Сегодня и вчера, позавчера и послезавтра (Новодворский) - страница 122

Быстро одеваюсь, второго звонка я не переживу. На улице достаточно светло, белые ночи, но прохладно. Хорошо, мама перешила мне из папиной шинели пальто, оно тяжелое, но теплое. На улицах безлюдно, стук моих каблуков разлетается эхом, тук-тук-тук, но сердце бьется гораздо чаще, струйки пота сбегают по лбу. Если б не густые брови, глаза бы уже щипало.

Дверь в парадную тяжелая, открывается со скрипом, опять четвертый этаж, но здесь лифт, поднимаюсь. Кнопок несколько, какую нажимать, не знаю. Так, инициалы П.С., есть Воронов, давлю звонок.

Дверь сразу открылась, мама стояла в пальто, за ней маячил Павел Семенович.

– Нина, что случилось?

– Потом объясню, надо торопиться.

Мы припустили по ступенькам вниз, я забыла о лифте, а мама бежала за мной. Выскочили на улицу.

– Да что все-таки произошло, Нина?

Я не останавливаясь и не оборачиваясь, выпаливаю:

– Звонил папа, спрашивал, где ты, я сказала ненадолго вышла, не знаю, что будет, если он позвонит еще раз, а тебя не будет дома.

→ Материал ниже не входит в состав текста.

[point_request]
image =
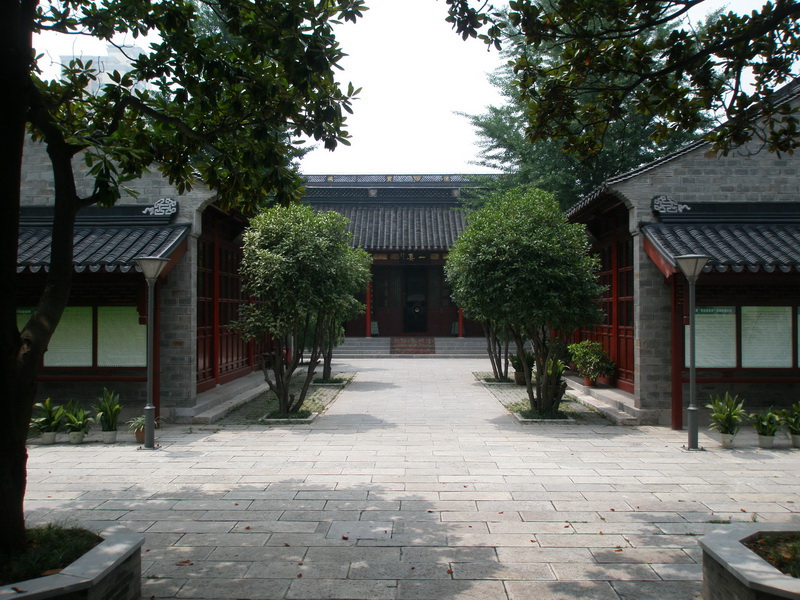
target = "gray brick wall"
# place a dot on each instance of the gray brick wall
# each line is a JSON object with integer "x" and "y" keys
{"x": 178, "y": 292}
{"x": 694, "y": 177}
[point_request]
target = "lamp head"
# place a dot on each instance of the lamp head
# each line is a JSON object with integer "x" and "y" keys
{"x": 691, "y": 265}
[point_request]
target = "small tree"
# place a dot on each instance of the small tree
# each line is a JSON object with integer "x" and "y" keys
{"x": 520, "y": 263}
{"x": 303, "y": 274}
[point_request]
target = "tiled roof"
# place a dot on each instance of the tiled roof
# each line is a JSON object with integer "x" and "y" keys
{"x": 107, "y": 247}
{"x": 785, "y": 94}
{"x": 731, "y": 246}
{"x": 399, "y": 226}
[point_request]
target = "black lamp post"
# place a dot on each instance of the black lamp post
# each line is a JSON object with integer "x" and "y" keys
{"x": 691, "y": 265}
{"x": 151, "y": 267}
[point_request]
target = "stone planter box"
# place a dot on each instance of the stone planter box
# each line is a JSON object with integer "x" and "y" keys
{"x": 731, "y": 570}
{"x": 112, "y": 570}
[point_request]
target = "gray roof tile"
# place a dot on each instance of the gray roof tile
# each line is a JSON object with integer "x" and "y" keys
{"x": 731, "y": 246}
{"x": 104, "y": 247}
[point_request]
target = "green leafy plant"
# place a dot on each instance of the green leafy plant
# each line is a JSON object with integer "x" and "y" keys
{"x": 517, "y": 363}
{"x": 136, "y": 424}
{"x": 727, "y": 413}
{"x": 591, "y": 360}
{"x": 766, "y": 422}
{"x": 49, "y": 547}
{"x": 51, "y": 416}
{"x": 108, "y": 409}
{"x": 791, "y": 419}
{"x": 76, "y": 418}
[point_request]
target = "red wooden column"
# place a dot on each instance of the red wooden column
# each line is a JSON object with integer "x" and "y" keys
{"x": 368, "y": 312}
{"x": 157, "y": 352}
{"x": 215, "y": 300}
{"x": 677, "y": 359}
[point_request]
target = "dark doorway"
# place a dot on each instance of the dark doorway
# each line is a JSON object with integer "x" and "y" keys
{"x": 415, "y": 318}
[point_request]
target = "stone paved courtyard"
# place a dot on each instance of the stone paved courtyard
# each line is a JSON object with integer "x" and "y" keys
{"x": 417, "y": 483}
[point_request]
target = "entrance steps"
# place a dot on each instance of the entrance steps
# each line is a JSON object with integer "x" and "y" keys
{"x": 217, "y": 402}
{"x": 412, "y": 346}
{"x": 616, "y": 405}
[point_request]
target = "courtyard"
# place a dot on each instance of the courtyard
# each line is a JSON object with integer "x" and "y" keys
{"x": 416, "y": 483}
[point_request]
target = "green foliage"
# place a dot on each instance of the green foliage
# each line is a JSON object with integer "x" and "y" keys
{"x": 136, "y": 424}
{"x": 543, "y": 163}
{"x": 791, "y": 419}
{"x": 781, "y": 550}
{"x": 591, "y": 360}
{"x": 727, "y": 413}
{"x": 520, "y": 264}
{"x": 766, "y": 422}
{"x": 516, "y": 362}
{"x": 218, "y": 103}
{"x": 302, "y": 271}
{"x": 108, "y": 409}
{"x": 594, "y": 63}
{"x": 50, "y": 547}
{"x": 51, "y": 417}
{"x": 76, "y": 418}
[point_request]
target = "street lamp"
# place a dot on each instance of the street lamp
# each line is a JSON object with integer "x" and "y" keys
{"x": 691, "y": 265}
{"x": 151, "y": 267}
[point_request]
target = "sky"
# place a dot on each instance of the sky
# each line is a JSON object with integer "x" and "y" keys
{"x": 416, "y": 74}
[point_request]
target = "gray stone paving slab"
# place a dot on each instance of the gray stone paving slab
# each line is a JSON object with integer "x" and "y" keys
{"x": 439, "y": 492}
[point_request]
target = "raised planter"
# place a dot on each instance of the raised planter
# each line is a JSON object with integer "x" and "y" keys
{"x": 732, "y": 570}
{"x": 112, "y": 570}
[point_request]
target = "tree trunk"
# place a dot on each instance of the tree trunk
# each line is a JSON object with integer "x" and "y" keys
{"x": 17, "y": 372}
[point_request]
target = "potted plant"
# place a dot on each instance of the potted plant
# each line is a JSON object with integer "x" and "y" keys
{"x": 108, "y": 409}
{"x": 77, "y": 423}
{"x": 591, "y": 361}
{"x": 50, "y": 420}
{"x": 766, "y": 423}
{"x": 519, "y": 374}
{"x": 791, "y": 419}
{"x": 727, "y": 414}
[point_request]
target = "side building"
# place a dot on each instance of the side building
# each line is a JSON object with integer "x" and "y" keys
{"x": 101, "y": 339}
{"x": 743, "y": 212}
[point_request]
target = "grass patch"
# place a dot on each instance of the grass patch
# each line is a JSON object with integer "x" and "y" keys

– Я могла быть у тети Маруси, немного задержалась, ничего страшного.

Я не понимаю, зачем мне все это слушать, во всем этом участвовать, да еще и оправдываться. Неприятно видеть рядом с мамой этого Павла Семеновича, как будто он отнимает у меня что-то мое или даже часть меня.

– Почему ты молчишь? Знаешь, он мне рассказал про свои отношения с молоденькой женой офицера, а ты мне ничего не писала.

Жесткости в ее голосе уже нет, но и тепла не чувствуется.

Я почему-то знаю, что надо обязательно как можно быстрее добежать домой, поэтому ничего не говорю, берегу дыхание, и мчусь изо всех сил. Мама обгоняет меня, открывает двери, мы влетаем в комнату – тишина, телефон молчит.

– Быстро раздевайся и ложись в кровать.

Все только и могут, что мной командовать. Форточка была открыта, с улицы послышались быстрые шаги, хлопнула дверь парадной. Теперь уже мы обе торопливо срывали с себя одежду. Мама успела затолкать тряпки ногой под кровать до того, как дверь в комнату открылась, и мы обе юркнули под одно одеяло на родительской кровати. Хорошо, что мы не включили свет, когда пришли, только в коридоре горела лампочка. Мы притаились в темноте, а папа застыл в дверном проеме, как на ладони. Лицо у него было белее простыни. Он постоял немного, затем вышел и закрыл дверь.

Вера разбудила меня, забравшись ко мне на оттоманку. Мама говорит, что она турецкая. Все подушки снимаются, ими удобно бросаться, но сейчас хочется Верке поддать за то, что зажимала мне нос. Родительскую кровать отделяет ширма. Папа спит, вещи аккуратно на стуле. Значит, мамы нет, иначе она бы убрала их в шкаф.